Why Apple's timepiece is not called the Apple iWatch

Why Apple's timepiece is not called the Apple iWatch
When speculation first surfaced about an Apple built smartwatch, it was thought that the device would be called the Apple iWatch. In light of other products like the Apple iPhone, Apple iPad and Apple iPod, the iWatch moniker seemed to be a no brainer. Even right up to the very day that Apple first unveiled the device, it was considered a foregone conclusion that the product would be called the iWatch.

So it was a big surprise when Apple unveiled the Apple Watch last September. As it turns out, the reason why Apple could not use the iWatch name is that OMG Electronics had applied for the iWatch trademark in September 2012. The company was attempting to raise funds to produce a smartwatch on crowd funding site Indiegogo during September and October of that year. OMG was seeking to raise $100,000 and only was able to raise $1434.

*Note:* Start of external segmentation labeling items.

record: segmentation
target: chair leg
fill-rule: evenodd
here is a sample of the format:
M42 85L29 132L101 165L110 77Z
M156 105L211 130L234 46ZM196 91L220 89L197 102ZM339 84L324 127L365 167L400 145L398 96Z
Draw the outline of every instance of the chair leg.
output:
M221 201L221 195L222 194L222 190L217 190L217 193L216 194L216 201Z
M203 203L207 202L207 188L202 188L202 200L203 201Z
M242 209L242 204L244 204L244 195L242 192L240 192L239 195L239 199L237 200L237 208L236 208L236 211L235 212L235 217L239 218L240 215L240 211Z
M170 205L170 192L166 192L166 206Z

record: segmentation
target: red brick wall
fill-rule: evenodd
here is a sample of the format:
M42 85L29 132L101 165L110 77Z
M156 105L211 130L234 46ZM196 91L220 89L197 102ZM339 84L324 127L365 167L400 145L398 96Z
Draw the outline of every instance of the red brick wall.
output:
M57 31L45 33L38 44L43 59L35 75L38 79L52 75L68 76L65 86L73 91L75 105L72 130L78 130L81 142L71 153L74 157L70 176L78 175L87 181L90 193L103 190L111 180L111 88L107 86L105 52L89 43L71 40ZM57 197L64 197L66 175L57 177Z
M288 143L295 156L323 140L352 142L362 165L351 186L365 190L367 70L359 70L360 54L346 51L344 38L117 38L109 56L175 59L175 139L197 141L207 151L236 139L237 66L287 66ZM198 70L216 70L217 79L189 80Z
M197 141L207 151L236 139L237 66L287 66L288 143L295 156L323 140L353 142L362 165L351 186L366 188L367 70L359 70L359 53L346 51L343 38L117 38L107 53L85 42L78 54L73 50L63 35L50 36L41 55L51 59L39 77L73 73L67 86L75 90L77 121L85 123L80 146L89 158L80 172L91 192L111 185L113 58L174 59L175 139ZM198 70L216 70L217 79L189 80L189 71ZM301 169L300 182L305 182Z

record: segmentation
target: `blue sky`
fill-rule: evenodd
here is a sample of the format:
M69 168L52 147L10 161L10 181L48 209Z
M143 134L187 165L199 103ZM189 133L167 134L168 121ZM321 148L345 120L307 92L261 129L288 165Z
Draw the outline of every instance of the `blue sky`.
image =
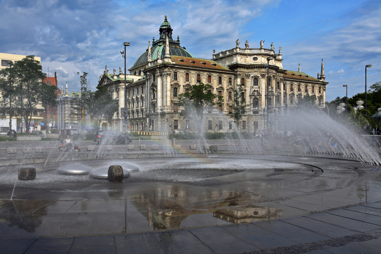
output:
M41 58L44 72L57 72L59 84L77 91L77 72L93 89L107 64L127 68L158 37L165 15L182 46L210 59L239 38L250 48L272 42L282 46L283 67L315 76L324 59L327 100L365 91L381 81L381 2L280 0L114 1L0 0L0 52Z

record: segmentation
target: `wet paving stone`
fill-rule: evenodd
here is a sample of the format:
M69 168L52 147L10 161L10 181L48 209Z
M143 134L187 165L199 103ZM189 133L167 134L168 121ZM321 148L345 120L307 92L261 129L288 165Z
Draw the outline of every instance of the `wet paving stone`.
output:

In June 2007, a New York based company called M.Z. Berger & Co. filed to trademark the iWatch name, but was successfully shot down by Swiss watch maker Swatch. The latter argued that the iWatch name would cause confusion with Swatch buyers. In the EU, a firm named Probendi has owned the rights to the iWatch name since 2008. On its website, the company threatens to take legal action against any company that uses the iWatch name in the region. As it is, in Switzerland the Apple Watch name is protected by a trademark owned by Leonard Timepieces which could delay the launch of the device in that country.

So if anyone asks you why Apple did not call its smartwatch the iWatch, now you know the answer. Of course, Apple has never said whether it made a bid to buy the iWatch trademark from the current holder in each region like it did with the iPhone and iPad. With the iPhone, Apple had to make a deal with Cisco for the rights to the name. With the iPad, Cupertino accidentally had secured the rights only in Taiwan and had to pay off a company called Proview for the iPad name in mainland China.